Quando il dente del giudizio non erompe correttamente
Un dente si definisce incluso quando non riesce a emergere pur avendo la radice già formata, mentre viene definito ritenuto quando la radice non è ancora completamente sviluppata e c’è la possibilità di un’eruzione spontanea.
L’estrazione è indicata in presenza di dolore, infezioni ricorrenti, carie profonde o quando il dente del giudizio rappresenta un ostacolo a terapie ortodontiche o protesiche. Si tratta di una procedura ambulatoriale eseguita in anestesia locale. Nella maggior parte dei casi, la guarigione dei tessuti molli avviene in 7-10 giorni, mentre gonfiore e fastidio post-operatorio sono controllabili con farmaci e impacchi freddi.
Le complicanze più serie, come lesioni nervose, comunicazioni con il seno mascellare o alveolite, sono rare ma possibili. Proprio per questo l’intervento deve essere sempre pianificato ed eseguito da un odontoiatra esperto in chirurgia orale.
Dente del giudizio: sintomi e cause
Quando il dente del giudizio cresce in modo scorretto o resta parzialmente coperto dalla gengiva, può determinare diversi disturbi. Tra i più frequenti ci sono il dolore localizzato, il gonfiore gengivale e il danneggiamento del secondo molare adiacente, che diventa più esposto a carie e infiammazioni.

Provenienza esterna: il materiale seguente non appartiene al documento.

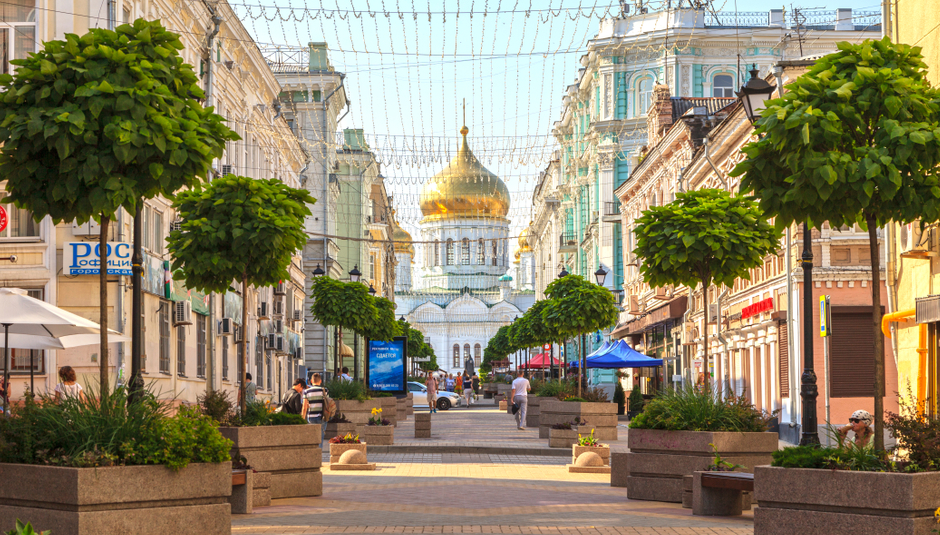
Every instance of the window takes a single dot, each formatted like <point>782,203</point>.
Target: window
<point>201,345</point>
<point>164,320</point>
<point>723,86</point>
<point>224,358</point>
<point>181,351</point>
<point>644,98</point>
<point>24,359</point>
<point>20,223</point>
<point>465,252</point>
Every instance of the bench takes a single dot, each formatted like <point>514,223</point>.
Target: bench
<point>720,493</point>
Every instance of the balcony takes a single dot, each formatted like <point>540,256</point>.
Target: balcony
<point>612,213</point>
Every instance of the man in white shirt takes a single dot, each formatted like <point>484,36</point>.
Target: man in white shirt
<point>520,389</point>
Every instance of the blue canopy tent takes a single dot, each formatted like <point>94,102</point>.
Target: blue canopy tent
<point>620,355</point>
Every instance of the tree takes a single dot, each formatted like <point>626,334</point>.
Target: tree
<point>99,122</point>
<point>703,237</point>
<point>856,139</point>
<point>238,229</point>
<point>576,307</point>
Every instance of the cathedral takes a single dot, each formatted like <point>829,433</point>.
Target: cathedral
<point>464,292</point>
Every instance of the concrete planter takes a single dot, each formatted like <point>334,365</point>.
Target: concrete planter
<point>378,435</point>
<point>340,430</point>
<point>337,450</point>
<point>145,500</point>
<point>659,459</point>
<point>291,453</point>
<point>602,451</point>
<point>810,502</point>
<point>602,417</point>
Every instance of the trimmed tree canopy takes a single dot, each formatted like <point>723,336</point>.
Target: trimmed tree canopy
<point>236,228</point>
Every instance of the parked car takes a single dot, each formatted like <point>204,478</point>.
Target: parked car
<point>445,400</point>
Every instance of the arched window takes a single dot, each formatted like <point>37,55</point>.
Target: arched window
<point>723,86</point>
<point>465,252</point>
<point>644,95</point>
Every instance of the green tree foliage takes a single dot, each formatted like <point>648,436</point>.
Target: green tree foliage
<point>703,237</point>
<point>238,229</point>
<point>856,139</point>
<point>97,122</point>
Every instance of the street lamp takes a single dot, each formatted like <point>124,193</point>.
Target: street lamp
<point>355,274</point>
<point>754,95</point>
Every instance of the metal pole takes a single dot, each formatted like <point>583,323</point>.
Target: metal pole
<point>808,389</point>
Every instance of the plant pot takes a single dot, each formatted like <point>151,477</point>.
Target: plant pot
<point>659,459</point>
<point>378,435</point>
<point>337,450</point>
<point>602,451</point>
<point>291,453</point>
<point>144,500</point>
<point>810,502</point>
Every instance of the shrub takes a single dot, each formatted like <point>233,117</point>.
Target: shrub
<point>695,409</point>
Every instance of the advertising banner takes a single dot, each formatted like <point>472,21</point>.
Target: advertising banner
<point>386,365</point>
<point>82,258</point>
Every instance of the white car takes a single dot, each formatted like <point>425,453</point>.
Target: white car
<point>445,400</point>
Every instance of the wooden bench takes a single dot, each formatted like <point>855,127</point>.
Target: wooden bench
<point>720,493</point>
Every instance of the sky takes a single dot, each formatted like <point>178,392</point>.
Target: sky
<point>410,63</point>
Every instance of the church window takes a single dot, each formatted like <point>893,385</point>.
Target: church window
<point>644,91</point>
<point>465,252</point>
<point>723,86</point>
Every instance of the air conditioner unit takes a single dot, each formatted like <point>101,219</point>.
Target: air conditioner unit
<point>182,313</point>
<point>226,327</point>
<point>914,242</point>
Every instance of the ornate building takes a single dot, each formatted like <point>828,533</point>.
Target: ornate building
<point>459,296</point>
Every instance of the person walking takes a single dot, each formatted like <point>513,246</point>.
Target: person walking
<point>68,387</point>
<point>431,385</point>
<point>313,404</point>
<point>520,389</point>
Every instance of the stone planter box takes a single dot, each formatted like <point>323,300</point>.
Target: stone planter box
<point>602,451</point>
<point>378,435</point>
<point>291,453</point>
<point>145,500</point>
<point>601,417</point>
<point>340,430</point>
<point>659,459</point>
<point>810,502</point>
<point>337,450</point>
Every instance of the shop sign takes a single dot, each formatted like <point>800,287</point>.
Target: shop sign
<point>83,258</point>
<point>757,308</point>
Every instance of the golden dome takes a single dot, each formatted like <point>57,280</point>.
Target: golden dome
<point>524,244</point>
<point>464,189</point>
<point>402,241</point>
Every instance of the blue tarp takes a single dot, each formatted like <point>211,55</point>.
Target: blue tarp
<point>619,355</point>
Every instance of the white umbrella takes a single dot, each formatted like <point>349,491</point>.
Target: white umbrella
<point>29,323</point>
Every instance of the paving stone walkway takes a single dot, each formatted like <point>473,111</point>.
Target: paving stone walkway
<point>416,489</point>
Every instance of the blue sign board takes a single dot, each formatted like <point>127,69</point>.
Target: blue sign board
<point>386,365</point>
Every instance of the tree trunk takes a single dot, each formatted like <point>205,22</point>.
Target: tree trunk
<point>879,340</point>
<point>103,303</point>
<point>244,333</point>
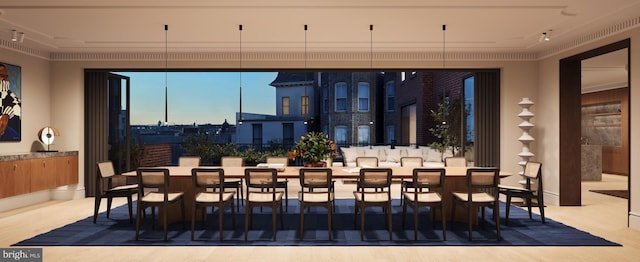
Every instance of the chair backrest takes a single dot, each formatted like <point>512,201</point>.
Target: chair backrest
<point>278,160</point>
<point>483,179</point>
<point>261,177</point>
<point>190,161</point>
<point>455,161</point>
<point>533,170</point>
<point>413,161</point>
<point>205,178</point>
<point>367,161</point>
<point>105,169</point>
<point>315,178</point>
<point>374,178</point>
<point>430,178</point>
<point>153,178</point>
<point>233,161</point>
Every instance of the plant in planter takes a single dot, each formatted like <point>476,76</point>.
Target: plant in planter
<point>314,148</point>
<point>448,125</point>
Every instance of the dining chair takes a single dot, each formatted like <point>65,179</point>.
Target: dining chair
<point>482,191</point>
<point>455,161</point>
<point>262,178</point>
<point>370,180</point>
<point>210,178</point>
<point>110,185</point>
<point>431,179</point>
<point>189,161</point>
<point>415,162</point>
<point>367,161</point>
<point>316,190</point>
<point>234,161</point>
<point>532,173</point>
<point>281,183</point>
<point>153,191</point>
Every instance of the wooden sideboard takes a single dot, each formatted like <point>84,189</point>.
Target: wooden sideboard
<point>32,172</point>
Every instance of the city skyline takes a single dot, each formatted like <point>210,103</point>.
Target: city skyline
<point>198,97</point>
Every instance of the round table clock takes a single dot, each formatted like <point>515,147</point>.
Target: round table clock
<point>46,135</point>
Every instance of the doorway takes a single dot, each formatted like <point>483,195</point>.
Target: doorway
<point>571,116</point>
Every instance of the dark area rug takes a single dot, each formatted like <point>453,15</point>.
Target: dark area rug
<point>616,193</point>
<point>118,231</point>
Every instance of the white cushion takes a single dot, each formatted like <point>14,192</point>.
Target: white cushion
<point>414,152</point>
<point>393,155</point>
<point>433,155</point>
<point>349,155</point>
<point>382,156</point>
<point>372,153</point>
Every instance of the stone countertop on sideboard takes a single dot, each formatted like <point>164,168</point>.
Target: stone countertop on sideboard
<point>5,157</point>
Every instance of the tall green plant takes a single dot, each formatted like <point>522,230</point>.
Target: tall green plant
<point>448,124</point>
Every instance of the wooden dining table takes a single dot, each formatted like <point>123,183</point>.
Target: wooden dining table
<point>181,181</point>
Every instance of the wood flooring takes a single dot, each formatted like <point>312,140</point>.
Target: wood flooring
<point>600,215</point>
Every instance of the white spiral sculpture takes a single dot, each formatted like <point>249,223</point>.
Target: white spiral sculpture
<point>525,138</point>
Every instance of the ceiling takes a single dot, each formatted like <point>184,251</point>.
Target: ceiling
<point>334,26</point>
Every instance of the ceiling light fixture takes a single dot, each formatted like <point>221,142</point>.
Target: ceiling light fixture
<point>371,67</point>
<point>305,106</point>
<point>166,73</point>
<point>240,114</point>
<point>545,36</point>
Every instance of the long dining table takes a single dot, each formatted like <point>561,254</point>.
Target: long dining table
<point>181,181</point>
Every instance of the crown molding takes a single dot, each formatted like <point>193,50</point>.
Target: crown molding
<point>342,56</point>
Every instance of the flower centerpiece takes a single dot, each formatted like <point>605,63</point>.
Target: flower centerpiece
<point>314,148</point>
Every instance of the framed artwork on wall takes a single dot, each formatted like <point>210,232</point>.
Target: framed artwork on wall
<point>10,103</point>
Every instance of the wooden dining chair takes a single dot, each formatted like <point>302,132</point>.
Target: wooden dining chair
<point>405,185</point>
<point>455,162</point>
<point>482,191</point>
<point>153,191</point>
<point>281,183</point>
<point>425,184</point>
<point>110,185</point>
<point>316,190</point>
<point>529,192</point>
<point>262,178</point>
<point>189,161</point>
<point>373,188</point>
<point>367,161</point>
<point>234,161</point>
<point>203,180</point>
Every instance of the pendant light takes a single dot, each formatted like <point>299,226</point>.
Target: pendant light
<point>240,115</point>
<point>305,106</point>
<point>372,73</point>
<point>166,83</point>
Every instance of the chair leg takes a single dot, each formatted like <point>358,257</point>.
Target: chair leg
<point>109,201</point>
<point>496,213</point>
<point>95,208</point>
<point>444,223</point>
<point>193,219</point>
<point>415,222</point>
<point>507,207</point>
<point>220,213</point>
<point>273,221</point>
<point>541,207</point>
<point>246,221</point>
<point>302,220</point>
<point>130,204</point>
<point>389,219</point>
<point>138,210</point>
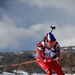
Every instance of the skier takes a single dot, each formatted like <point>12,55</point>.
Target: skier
<point>48,55</point>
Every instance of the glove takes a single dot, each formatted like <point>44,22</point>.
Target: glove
<point>44,60</point>
<point>55,58</point>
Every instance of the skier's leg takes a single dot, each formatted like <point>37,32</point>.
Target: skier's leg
<point>57,68</point>
<point>45,67</point>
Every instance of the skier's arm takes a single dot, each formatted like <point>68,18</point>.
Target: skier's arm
<point>40,51</point>
<point>57,51</point>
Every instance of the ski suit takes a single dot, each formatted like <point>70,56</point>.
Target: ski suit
<point>47,58</point>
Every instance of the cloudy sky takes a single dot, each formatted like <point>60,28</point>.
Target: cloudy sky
<point>23,23</point>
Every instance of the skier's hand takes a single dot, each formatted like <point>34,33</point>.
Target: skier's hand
<point>44,60</point>
<point>47,60</point>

L’eruzione incompleta favorisce l’accumulo di placca e batteri sotto la gengiva. Questo crea le condizioni ideali per la pericoronite, un’infiammazione spesso dolorosa che, se trascurata, può trasformarsi in un ascesso o diventare cronica.
In una percentuale ridotta di casi, circa il 3%, possono formarsi cisti follicolari associate al dente incluso. Ancora più rara è l’associazione con tumori odontogeni, come l’ameloblastoma.

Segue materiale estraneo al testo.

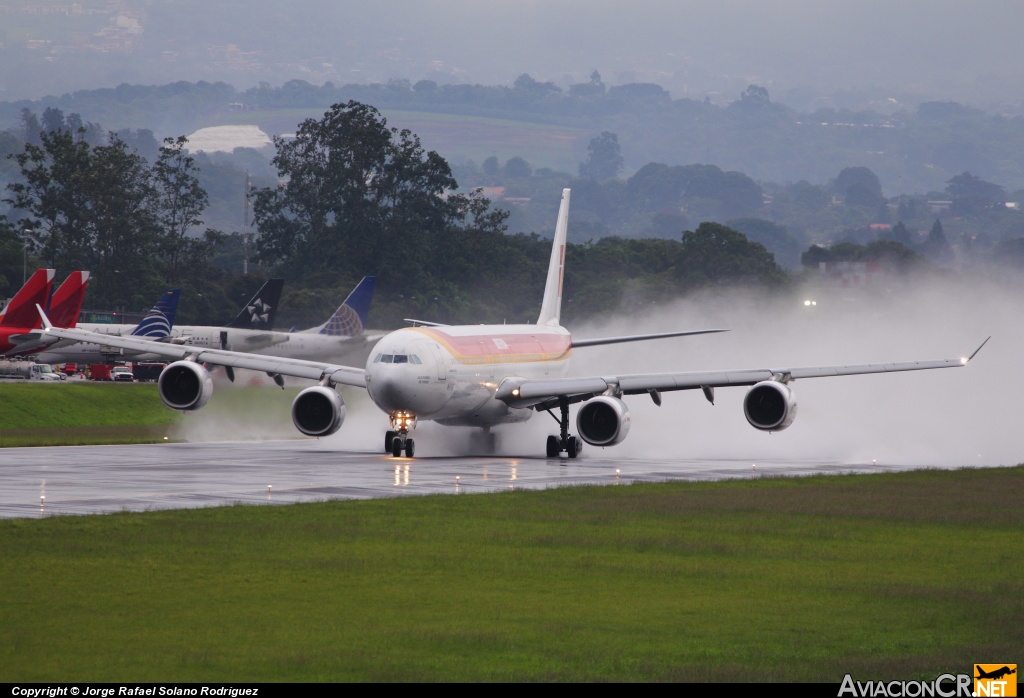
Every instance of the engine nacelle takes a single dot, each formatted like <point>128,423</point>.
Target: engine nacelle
<point>603,421</point>
<point>770,406</point>
<point>318,411</point>
<point>184,385</point>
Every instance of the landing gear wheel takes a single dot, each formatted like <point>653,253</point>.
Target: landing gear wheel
<point>553,447</point>
<point>573,447</point>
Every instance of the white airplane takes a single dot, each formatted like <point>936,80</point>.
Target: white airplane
<point>482,376</point>
<point>341,338</point>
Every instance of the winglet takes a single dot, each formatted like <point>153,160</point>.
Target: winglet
<point>968,359</point>
<point>552,305</point>
<point>46,320</point>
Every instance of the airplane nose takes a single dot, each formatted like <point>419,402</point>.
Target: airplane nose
<point>398,389</point>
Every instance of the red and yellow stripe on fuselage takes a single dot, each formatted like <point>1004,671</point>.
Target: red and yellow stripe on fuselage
<point>503,345</point>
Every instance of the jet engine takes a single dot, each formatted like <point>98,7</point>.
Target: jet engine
<point>318,411</point>
<point>603,421</point>
<point>184,385</point>
<point>770,406</point>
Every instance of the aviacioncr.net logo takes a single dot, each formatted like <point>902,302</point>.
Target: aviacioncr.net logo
<point>994,680</point>
<point>945,686</point>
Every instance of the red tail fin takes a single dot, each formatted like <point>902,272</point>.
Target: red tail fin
<point>20,312</point>
<point>67,302</point>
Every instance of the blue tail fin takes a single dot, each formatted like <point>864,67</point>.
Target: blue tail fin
<point>160,319</point>
<point>350,318</point>
<point>259,312</point>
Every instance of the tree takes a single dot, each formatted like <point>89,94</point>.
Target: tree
<point>491,167</point>
<point>717,254</point>
<point>517,168</point>
<point>179,203</point>
<point>31,127</point>
<point>852,176</point>
<point>361,198</point>
<point>103,209</point>
<point>605,159</point>
<point>936,247</point>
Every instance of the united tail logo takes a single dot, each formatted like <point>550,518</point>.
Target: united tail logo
<point>994,680</point>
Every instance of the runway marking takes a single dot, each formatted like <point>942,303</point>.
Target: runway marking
<point>104,479</point>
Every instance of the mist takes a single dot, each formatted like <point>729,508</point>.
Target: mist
<point>943,418</point>
<point>939,49</point>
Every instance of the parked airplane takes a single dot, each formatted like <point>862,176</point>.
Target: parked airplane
<point>484,376</point>
<point>156,325</point>
<point>20,322</point>
<point>341,338</point>
<point>65,306</point>
<point>257,314</point>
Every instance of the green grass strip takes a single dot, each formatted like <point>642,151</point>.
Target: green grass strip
<point>886,576</point>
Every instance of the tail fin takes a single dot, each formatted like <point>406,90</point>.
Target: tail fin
<point>67,302</point>
<point>350,317</point>
<point>552,306</point>
<point>160,319</point>
<point>20,312</point>
<point>259,312</point>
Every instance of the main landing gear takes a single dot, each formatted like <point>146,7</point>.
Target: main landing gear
<point>397,440</point>
<point>571,445</point>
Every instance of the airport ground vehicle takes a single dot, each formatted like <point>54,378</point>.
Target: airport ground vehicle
<point>147,372</point>
<point>100,372</point>
<point>122,375</point>
<point>29,371</point>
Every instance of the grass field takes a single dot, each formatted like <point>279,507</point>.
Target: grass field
<point>895,576</point>
<point>78,412</point>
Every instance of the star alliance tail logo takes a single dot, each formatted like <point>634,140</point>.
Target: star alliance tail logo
<point>259,312</point>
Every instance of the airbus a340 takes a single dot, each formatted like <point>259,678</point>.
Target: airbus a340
<point>483,376</point>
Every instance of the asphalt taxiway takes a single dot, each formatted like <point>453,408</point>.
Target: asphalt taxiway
<point>49,481</point>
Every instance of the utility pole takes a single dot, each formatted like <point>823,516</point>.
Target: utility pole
<point>245,233</point>
<point>25,258</point>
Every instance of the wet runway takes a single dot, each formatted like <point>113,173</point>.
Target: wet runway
<point>49,481</point>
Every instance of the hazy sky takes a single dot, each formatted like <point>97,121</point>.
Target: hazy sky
<point>968,51</point>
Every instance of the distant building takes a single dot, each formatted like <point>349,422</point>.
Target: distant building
<point>852,274</point>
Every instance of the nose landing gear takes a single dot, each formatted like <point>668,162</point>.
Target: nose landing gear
<point>397,440</point>
<point>571,445</point>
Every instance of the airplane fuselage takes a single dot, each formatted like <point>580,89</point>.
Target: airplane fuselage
<point>451,374</point>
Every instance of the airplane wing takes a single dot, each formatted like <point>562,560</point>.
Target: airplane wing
<point>639,338</point>
<point>544,393</point>
<point>315,371</point>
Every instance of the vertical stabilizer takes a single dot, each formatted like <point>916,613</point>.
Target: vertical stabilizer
<point>67,302</point>
<point>259,312</point>
<point>20,312</point>
<point>350,318</point>
<point>160,319</point>
<point>552,306</point>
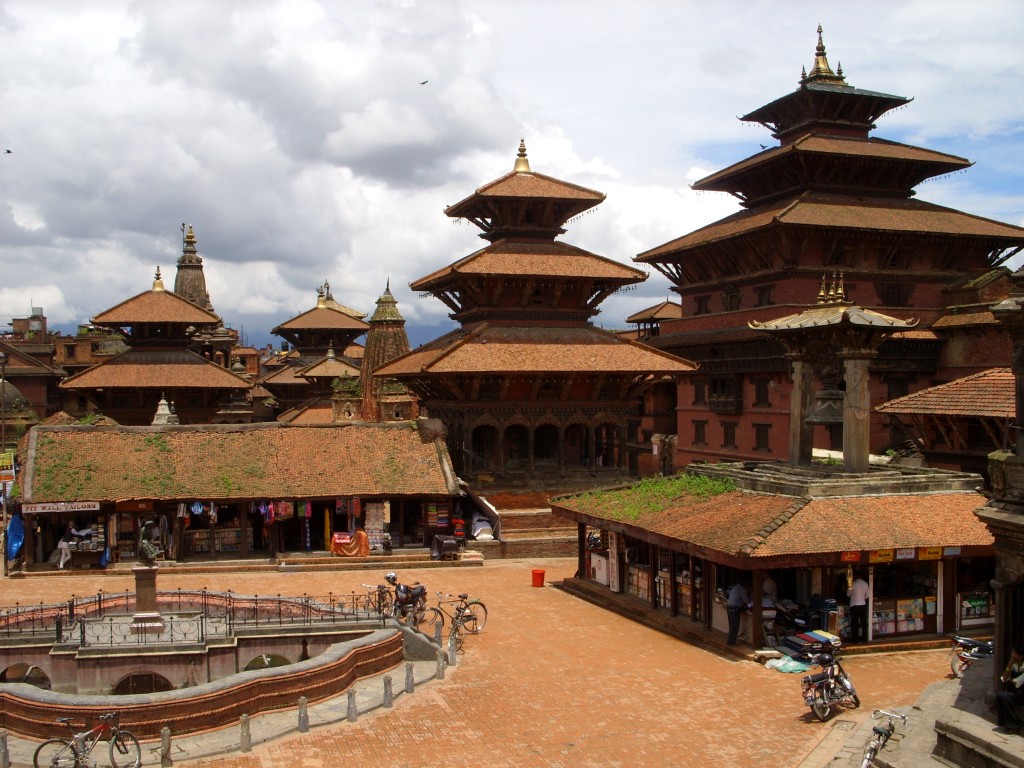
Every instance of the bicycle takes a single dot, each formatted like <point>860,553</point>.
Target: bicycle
<point>72,753</point>
<point>378,599</point>
<point>472,614</point>
<point>882,735</point>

È importante chiarire anche un luogo comune: studi recenti hanno smentito l’idea che i denti del giudizio siano responsabili dell’affollamento degli incisivi. La loro presenza non influisce in modo significativo sull’allineamento dei denti anteriori.

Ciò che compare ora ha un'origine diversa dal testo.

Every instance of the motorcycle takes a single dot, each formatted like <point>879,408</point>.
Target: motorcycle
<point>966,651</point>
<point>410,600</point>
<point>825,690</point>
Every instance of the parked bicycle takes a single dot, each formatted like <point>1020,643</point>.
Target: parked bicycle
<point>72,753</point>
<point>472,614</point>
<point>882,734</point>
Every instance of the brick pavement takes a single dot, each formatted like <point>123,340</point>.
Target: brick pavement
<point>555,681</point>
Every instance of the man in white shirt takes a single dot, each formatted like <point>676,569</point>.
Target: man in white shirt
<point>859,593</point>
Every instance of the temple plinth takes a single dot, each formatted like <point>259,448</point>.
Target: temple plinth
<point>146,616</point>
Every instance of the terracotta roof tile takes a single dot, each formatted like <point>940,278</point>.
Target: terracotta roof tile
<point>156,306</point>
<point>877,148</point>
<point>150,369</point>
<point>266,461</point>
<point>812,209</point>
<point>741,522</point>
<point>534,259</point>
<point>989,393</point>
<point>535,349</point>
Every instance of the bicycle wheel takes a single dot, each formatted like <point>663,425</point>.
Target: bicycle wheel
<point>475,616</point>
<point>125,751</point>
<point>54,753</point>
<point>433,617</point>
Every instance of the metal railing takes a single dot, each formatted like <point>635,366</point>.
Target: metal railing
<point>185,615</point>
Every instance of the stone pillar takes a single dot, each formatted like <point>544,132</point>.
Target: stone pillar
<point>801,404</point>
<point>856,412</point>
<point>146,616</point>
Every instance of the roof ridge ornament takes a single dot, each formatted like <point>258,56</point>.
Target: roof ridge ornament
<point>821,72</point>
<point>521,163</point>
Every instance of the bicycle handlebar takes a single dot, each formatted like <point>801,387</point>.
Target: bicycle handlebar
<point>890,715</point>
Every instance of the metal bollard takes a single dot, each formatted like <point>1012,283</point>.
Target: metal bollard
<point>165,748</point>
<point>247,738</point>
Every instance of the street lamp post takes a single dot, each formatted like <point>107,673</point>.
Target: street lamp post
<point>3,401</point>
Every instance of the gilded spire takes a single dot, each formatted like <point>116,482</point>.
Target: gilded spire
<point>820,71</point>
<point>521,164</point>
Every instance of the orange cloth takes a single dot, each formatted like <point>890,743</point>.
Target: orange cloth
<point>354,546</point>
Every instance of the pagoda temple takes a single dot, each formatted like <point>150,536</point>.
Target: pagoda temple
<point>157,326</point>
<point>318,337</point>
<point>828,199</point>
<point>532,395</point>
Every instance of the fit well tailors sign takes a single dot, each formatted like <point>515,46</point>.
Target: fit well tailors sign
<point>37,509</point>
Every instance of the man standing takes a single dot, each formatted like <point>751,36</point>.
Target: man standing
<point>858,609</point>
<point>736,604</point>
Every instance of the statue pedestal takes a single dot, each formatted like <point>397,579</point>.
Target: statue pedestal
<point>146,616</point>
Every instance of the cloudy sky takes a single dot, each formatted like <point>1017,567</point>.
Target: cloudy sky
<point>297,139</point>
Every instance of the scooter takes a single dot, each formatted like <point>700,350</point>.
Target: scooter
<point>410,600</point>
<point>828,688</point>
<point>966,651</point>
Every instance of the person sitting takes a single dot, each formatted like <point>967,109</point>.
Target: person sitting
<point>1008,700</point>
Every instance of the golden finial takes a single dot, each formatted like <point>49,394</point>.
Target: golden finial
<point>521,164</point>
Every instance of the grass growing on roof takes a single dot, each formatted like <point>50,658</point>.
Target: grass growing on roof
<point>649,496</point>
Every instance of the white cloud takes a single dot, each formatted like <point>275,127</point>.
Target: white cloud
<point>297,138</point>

Dente incluso e dente ritenuto: le differenze
Il dente del giudizio incluso è un molare che non ha completato l’eruzione, nonostante la radice sia già formata e i tempi fisiologici siano superati. In questo caso, la possibilità che erompa spontaneamente è molto bassa.
Il dente ritenuto, invece, presenta una radice ancora immatura. Esiste quindi una possibilità di eruzione spontanea, soprattutto nei pazienti più giovani. L’indicazione all’estrazione dipende dalla presenza di dolore, infezioni o rischi documentati, che devono essere sempre valutati dallo specialista.
Estrazione del dente del giudizio: quando è necessaria
L’estrazione del dente del giudizio è una procedura di routine in chirurgia orale, anche se può risultare più complessa in base alla posizione del dente e alla forma delle radici. Ogni anno vengono eseguiti milioni di interventi di questo tipo in tutto il mondo.
Le indicazioni principali all’estrazione sono:
Terapeutiche, quando il dente provoca dolore, infezioni o danni ai denti vicini.
Strategiche, quando interferisce con trattamenti ortodontici, implantologici o protesici.
Preventive, quando la posizione sfavorevole o la difficoltà di igiene aumenta il rischio di complicanze future.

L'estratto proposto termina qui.